Revisiting the Iron(II)/Cobalt(II)-Based Homogenous Fenton-like Processes from the Standpoint of Diverse Metal-Oxygen Complexes.

The aqueous Fe^IV-oxo complex and Fe^III-peroxy complex (e.g., ligand-assisted or interfacial Fe^III-hydroperoxo intermediates) have been recognized as crucial reactive intermediates for decontamination in iron-based Fenton-like processes. Intermediates with terminal oxo ligands can undergo the oxygen atom exchange process with water molecules, whereas peroxides are unable to induce such exchanges. Therefore, these distinct metal-oxygen complexes can be distinguished based on the above feature. In this study, we identified previously unknown intermediates with a peroxy moiety and cobalt center that were generated during peroxymonosulfate (PMS) activation via aqueous Co^II ions under acidic conditions.
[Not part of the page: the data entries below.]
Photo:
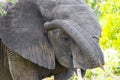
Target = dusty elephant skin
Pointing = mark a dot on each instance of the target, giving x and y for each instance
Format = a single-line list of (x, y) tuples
[(4, 67), (51, 37)]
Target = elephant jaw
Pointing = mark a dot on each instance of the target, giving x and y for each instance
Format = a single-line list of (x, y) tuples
[(92, 55)]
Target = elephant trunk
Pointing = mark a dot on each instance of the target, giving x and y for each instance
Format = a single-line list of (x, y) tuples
[(89, 47)]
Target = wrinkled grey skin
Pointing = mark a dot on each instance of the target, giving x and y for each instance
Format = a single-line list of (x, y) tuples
[(51, 35), (75, 13)]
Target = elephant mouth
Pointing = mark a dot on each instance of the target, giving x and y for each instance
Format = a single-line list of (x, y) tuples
[(93, 55)]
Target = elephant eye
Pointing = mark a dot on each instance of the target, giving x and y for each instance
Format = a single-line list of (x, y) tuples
[(65, 38)]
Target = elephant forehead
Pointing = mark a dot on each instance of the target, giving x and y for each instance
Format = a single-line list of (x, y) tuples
[(23, 33)]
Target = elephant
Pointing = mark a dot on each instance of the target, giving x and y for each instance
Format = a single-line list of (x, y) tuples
[(50, 37)]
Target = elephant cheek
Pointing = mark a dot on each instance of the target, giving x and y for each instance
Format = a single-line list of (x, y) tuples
[(79, 59)]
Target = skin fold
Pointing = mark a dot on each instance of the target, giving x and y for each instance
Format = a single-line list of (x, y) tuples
[(51, 37)]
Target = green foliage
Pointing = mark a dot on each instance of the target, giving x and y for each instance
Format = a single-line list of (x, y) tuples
[(108, 12), (110, 21)]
Results of theoretical calculations and tip-enhanced Raman spectroscopy revealed that the Co^II ion tended to coordinate with the PMS anion to form a bidentate complex with a tetrahedral structure. These reactive cobalt intermediates were collectively named the Co^II-PMS* complex. Depending on the inherent characteristics of the target contaminants, the Co^II-PMS* complex can directly oxidize organic compounds or trigger PMS disproportionation to release hydroxyl radicals and sulfate radicals for collaborative decontamination. This work provides a comparative study between iron- and cobalt-based Fenton-like processes and proposes novel insights from the standpoint of diverse metal-oxygen complexes.